Google has suspended 210 YouTube channels it says were being used as part of a "coordinated" campaign to influence public opinion about the pro-democracy protests in Hong Kong.
The move follows Twitter's suspension earlier this week of nearly 1,000 accounts for violating the company's "platform manipulation policies" it said were tied to Chinese state actors trying to undermine the Hong Kong protests.
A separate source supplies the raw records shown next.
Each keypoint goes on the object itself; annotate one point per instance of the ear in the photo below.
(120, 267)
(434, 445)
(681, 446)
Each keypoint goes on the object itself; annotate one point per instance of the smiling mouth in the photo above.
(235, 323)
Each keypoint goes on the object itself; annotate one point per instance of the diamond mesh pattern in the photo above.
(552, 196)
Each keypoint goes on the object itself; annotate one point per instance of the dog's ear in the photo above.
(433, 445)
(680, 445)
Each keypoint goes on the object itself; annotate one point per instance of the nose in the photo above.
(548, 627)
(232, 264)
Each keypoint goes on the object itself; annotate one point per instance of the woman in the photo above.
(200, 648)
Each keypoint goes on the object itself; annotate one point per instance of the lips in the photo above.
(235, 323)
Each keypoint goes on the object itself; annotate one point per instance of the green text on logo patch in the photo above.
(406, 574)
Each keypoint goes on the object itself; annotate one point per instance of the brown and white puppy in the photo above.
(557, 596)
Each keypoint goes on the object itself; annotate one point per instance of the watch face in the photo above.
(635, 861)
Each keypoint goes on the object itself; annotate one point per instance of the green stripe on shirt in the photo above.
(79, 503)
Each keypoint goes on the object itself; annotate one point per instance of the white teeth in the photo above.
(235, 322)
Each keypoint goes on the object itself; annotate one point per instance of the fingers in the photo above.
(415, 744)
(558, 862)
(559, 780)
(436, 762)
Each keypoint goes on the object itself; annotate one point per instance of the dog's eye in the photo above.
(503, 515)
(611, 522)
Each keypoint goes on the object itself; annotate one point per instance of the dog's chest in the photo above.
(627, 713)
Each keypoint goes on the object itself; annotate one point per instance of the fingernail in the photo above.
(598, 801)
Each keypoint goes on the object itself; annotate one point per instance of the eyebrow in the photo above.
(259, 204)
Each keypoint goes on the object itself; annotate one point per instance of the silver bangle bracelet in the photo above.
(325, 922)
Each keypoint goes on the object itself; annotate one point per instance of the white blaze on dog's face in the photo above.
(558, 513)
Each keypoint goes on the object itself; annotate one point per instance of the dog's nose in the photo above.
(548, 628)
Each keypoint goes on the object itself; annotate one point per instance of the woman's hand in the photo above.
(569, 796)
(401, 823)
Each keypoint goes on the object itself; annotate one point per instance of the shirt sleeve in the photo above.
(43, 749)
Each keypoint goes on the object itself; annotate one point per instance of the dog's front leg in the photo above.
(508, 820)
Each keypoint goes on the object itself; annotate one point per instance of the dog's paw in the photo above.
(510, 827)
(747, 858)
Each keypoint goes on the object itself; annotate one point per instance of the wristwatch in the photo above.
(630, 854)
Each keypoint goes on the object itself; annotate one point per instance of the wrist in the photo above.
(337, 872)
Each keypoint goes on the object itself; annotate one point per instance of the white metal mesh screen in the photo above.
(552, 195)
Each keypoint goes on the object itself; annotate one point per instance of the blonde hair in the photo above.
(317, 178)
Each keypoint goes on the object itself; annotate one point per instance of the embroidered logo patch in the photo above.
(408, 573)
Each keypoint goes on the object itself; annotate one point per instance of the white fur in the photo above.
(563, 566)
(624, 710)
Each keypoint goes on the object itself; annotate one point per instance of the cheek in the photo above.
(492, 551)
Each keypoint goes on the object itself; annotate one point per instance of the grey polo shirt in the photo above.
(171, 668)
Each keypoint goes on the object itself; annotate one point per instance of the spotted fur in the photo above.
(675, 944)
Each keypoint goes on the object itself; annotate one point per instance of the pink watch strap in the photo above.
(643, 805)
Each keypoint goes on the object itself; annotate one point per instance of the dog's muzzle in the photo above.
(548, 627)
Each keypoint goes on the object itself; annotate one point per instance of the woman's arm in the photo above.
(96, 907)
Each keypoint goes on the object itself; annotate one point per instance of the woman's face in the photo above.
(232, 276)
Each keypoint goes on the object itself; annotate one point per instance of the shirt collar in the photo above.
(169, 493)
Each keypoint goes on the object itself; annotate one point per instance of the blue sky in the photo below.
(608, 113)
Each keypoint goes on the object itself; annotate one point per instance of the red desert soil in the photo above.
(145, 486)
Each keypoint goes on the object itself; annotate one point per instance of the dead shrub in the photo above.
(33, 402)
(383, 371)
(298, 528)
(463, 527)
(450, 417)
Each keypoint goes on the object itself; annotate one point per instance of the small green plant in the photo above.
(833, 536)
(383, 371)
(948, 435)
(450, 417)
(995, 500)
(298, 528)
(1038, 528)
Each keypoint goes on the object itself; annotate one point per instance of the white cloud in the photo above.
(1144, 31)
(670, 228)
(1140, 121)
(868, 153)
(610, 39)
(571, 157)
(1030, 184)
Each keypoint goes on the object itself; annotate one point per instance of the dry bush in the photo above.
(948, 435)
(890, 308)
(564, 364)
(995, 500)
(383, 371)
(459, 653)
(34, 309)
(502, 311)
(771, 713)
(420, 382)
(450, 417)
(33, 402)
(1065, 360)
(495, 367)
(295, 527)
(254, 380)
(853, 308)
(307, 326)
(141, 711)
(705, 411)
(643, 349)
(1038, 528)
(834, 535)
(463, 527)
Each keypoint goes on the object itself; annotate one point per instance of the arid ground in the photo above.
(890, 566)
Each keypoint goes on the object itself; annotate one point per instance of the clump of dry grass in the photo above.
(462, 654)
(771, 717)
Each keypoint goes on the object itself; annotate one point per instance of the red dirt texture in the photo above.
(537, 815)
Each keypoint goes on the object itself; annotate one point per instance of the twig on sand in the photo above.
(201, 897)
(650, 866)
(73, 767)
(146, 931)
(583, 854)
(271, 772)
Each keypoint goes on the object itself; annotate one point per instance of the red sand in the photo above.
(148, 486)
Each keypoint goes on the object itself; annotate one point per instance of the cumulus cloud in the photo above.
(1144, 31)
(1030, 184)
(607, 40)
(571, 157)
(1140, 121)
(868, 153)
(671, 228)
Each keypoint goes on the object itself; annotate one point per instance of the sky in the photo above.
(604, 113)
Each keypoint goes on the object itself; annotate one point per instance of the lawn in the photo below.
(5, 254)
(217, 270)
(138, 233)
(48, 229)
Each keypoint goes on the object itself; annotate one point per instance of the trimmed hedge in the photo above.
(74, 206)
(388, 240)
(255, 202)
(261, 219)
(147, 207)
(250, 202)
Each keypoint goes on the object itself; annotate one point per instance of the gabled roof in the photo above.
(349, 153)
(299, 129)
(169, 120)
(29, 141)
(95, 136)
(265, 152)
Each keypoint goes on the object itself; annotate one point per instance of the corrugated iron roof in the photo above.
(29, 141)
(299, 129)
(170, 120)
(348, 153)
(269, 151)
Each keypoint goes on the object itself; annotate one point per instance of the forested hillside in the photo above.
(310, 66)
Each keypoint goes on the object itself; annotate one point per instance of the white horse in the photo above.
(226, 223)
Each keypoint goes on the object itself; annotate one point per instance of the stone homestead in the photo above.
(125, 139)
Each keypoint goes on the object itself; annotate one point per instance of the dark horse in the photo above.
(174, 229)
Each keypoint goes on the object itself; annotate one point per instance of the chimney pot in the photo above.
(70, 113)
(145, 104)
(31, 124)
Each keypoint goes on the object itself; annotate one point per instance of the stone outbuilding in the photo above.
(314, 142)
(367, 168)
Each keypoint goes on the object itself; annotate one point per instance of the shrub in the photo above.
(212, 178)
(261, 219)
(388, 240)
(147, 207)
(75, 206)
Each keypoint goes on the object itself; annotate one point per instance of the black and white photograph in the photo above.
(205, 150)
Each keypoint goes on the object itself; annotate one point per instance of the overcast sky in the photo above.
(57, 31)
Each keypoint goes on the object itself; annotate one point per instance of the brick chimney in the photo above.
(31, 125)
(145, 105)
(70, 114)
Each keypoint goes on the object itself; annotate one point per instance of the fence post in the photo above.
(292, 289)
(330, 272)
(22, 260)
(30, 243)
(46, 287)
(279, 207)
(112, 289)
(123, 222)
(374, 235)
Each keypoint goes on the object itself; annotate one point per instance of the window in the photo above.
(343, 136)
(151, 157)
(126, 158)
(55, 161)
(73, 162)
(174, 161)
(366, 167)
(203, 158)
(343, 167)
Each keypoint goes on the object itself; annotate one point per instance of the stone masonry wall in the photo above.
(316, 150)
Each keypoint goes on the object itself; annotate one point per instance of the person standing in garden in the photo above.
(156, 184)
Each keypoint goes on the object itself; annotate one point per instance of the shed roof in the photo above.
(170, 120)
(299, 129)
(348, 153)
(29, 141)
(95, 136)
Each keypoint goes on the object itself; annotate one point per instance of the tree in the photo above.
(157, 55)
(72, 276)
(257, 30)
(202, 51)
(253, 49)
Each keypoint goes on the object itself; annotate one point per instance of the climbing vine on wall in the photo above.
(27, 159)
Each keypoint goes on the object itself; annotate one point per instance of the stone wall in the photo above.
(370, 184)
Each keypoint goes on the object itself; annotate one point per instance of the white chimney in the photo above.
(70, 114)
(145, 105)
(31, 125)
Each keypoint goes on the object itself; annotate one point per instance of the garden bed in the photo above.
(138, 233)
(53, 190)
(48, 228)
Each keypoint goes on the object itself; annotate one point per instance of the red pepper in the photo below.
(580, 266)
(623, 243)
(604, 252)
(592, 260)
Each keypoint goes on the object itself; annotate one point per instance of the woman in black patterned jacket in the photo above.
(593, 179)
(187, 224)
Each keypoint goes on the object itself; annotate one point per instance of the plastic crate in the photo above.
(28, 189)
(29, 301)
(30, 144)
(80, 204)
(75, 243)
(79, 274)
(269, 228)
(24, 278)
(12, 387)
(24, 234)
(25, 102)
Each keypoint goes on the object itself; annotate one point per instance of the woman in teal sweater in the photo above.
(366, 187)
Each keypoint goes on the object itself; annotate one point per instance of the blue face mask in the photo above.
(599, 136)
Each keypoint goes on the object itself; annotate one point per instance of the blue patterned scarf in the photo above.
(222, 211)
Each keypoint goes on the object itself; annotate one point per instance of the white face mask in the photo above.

Facebook said it was also taking down several pages and accounts for "coordinated inauthentic behavior as part of a small network that originated in China and focused on Hong Kong."
In a statement, Google, which owns YouTube and whose parent company is Alphabet Inc., said its decision to suspend the channels was "to combat coordinated influence operations," but it stopped short of directly blaming the Chinese government.
It said the channels "behaved in a coordinated manner while uploading videos related to the ongoing protests in Hong Kong," adding that their discovery "was consistent with recent observations and actions related to China announced by Facebook and Twitter."
"We found use of VPNs and other methods to disguise the origin of these accounts and other activity commonly associated with coordinated influence operations," the statement said.
Google is a financial supporter of NPR.
The student-led protests in Hong Kong have been going on for nearly 11 weeks. They started out with calls for the government to kill a controversial bill that would have allowed some accused of crimes in Hong Kong to be sent to mainland China for trial. Since then, the protesters have added old and new grievances, including calls for the direct election of Hong Kong's chief executive and an independent investigation of alleged police brutality in dealing with the demonstrators.
Meanwhile, Beijing has weighed in, warning protesters that they are "playing with fire" and making it known that China would respond with force if necessary. Chinese state media has broadcast video of armored personnel carriers participating in drills conducted by the Chinese People's Armed Police in the neighboring city of Shenzhen.
China's Foreign Ministry's spokesman Geng Shuang, responding on Tuesday to the reports that Twitter and Facebook had suspended accounts over the alleged influence campaign, said he believed "people around the world will come to their own judgement about what happens in Hong Kong and what is the truth."
The news from Google comes as a bipartisan group of lawmakers on Capitol Hill warns that China is using social media platforms to manipulate public opinion over Hong Kong, according to The Hill.
Praising Facebook and Twitter for their quick action, California Democrat Rep. Adam Schiff, the chairman of the House Intelligence Committee, told the newspaper, "We know from experience that social media platforms can be powerful engines for spreading false information online with real world consequences."